Logo no começo da leitura do documento, feita na quarta-feira (27), o senador lembrou que durante os 23 anos de tramitação da proposta o texto saiu de um texto aprovado no Senado com três artigos para uma nova proposição, depois de análise na Câmara dos Deputados, contendo 67 artigos. Com o retorno da proposta ao Senado, cabe ao relator apenas acatar ou tentar suprimir mudanças promovidas pela Câmara. Não há possibilidade de novas mudanças, com acréscimos de propostas, apenas retirada de pontos.
“Permitimos que o projeto fosse amplamente avaliado e discutido. Apresentamos o relatório com supressões de expressões e procedimentos prejudiciais à saúde humana e ao meio ambiente. Levando tudo isso em consideração, conseguimos avançar com diálogo e acordo entre as partes”, explicou Contarato.

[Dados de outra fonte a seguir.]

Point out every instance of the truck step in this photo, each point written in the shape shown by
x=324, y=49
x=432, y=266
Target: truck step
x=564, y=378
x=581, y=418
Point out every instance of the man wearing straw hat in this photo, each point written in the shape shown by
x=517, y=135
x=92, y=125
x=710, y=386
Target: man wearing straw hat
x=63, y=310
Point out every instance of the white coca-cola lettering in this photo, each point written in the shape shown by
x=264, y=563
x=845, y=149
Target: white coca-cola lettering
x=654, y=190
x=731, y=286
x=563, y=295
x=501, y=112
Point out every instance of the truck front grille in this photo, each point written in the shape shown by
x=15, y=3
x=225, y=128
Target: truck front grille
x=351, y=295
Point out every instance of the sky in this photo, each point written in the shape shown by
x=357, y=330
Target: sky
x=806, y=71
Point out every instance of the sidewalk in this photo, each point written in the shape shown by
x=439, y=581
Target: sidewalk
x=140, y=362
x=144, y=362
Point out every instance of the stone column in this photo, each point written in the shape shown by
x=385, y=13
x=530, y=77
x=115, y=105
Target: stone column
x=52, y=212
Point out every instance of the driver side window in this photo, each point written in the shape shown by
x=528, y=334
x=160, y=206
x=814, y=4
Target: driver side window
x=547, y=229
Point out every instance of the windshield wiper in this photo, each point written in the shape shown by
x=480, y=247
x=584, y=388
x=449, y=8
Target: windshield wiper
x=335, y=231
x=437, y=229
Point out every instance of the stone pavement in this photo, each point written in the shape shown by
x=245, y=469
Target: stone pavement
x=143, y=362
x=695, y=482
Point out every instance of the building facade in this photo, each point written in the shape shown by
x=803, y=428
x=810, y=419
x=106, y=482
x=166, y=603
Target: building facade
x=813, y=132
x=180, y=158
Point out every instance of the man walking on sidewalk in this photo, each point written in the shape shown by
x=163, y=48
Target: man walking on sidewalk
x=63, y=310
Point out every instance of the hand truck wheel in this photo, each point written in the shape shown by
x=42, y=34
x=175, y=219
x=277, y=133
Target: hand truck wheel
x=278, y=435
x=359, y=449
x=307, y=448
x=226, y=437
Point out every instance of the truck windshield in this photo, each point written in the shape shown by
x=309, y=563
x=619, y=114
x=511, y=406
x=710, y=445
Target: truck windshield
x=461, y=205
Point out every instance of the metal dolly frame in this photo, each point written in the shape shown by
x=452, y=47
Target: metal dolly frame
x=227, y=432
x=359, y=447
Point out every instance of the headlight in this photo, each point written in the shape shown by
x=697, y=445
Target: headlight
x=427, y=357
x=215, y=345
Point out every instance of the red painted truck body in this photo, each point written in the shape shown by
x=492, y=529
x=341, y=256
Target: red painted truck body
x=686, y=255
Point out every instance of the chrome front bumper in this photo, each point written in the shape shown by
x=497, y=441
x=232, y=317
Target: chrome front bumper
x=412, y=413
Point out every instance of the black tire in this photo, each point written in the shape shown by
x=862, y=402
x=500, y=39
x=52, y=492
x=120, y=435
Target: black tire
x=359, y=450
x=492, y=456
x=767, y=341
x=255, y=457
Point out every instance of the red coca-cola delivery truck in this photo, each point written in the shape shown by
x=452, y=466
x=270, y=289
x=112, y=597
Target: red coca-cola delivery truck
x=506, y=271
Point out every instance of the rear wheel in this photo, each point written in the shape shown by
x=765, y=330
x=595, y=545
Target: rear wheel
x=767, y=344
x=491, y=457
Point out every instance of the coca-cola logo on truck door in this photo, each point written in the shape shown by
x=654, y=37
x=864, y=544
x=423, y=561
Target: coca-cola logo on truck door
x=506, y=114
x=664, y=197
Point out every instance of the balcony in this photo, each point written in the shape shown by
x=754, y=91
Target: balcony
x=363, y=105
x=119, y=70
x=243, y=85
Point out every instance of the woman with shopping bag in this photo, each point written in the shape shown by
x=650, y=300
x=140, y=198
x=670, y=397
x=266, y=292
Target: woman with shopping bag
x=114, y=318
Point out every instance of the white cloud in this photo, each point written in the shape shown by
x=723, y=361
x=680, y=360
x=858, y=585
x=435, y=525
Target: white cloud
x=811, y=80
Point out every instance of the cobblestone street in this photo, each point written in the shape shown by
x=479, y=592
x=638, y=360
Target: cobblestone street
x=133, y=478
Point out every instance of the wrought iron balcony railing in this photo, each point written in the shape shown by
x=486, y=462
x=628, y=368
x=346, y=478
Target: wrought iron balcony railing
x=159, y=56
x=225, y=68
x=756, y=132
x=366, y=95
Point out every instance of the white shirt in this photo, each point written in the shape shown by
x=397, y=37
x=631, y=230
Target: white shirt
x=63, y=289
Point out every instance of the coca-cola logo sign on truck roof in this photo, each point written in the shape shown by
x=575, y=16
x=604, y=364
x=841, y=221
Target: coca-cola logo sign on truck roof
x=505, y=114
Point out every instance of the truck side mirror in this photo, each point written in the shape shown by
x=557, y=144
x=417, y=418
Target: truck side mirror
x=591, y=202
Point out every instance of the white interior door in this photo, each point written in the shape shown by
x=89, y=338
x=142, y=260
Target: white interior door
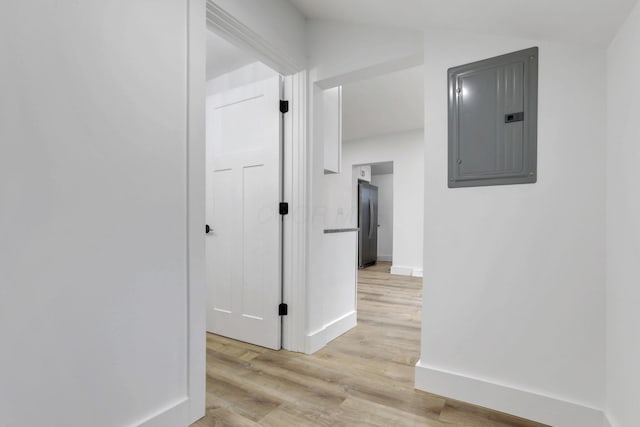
x=243, y=194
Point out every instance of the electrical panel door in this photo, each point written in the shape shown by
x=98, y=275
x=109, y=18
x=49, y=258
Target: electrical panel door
x=493, y=121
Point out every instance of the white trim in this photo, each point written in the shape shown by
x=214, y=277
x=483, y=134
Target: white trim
x=402, y=270
x=227, y=26
x=332, y=330
x=295, y=224
x=521, y=403
x=196, y=283
x=172, y=415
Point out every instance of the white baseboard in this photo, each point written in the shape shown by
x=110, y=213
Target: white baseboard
x=332, y=330
x=173, y=415
x=406, y=271
x=521, y=403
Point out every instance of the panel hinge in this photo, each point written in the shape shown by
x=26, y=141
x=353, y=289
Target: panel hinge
x=284, y=208
x=283, y=309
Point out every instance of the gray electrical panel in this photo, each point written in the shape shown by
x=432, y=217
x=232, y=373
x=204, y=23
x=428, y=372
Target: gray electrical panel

O projeto, de acordo com o líder do PT no Senado, atende a uma necessidade de atualização normativa diante do desenvolvimento técnico e científico do mundo atual. O regramento de 1989 tem mais de 30 anos e, de acordo com Fabiano Contarato, nesse período a economia, o setor agropecuário e a ciência evoluíram de forma significativa pela incorporação de novos conhecimentos, tecnologias, processos e instrumentos.
Uma das modificações promovidas por Contarato retirou da proposta os trechos que permitiriam a aplicação da “anuência tácita” nos casos em que o órgão federal registrante não homologasse ou alterasse a solicitação de complementação de informações para uso de agrotóxicos em 30 dias. “A anuência tácita abriria possibilidade para a efetiva concessão de registro e comercialização de moléculas que sequer foram avaliadas pelos órgãos brasileiros competentes”, alertou o senador.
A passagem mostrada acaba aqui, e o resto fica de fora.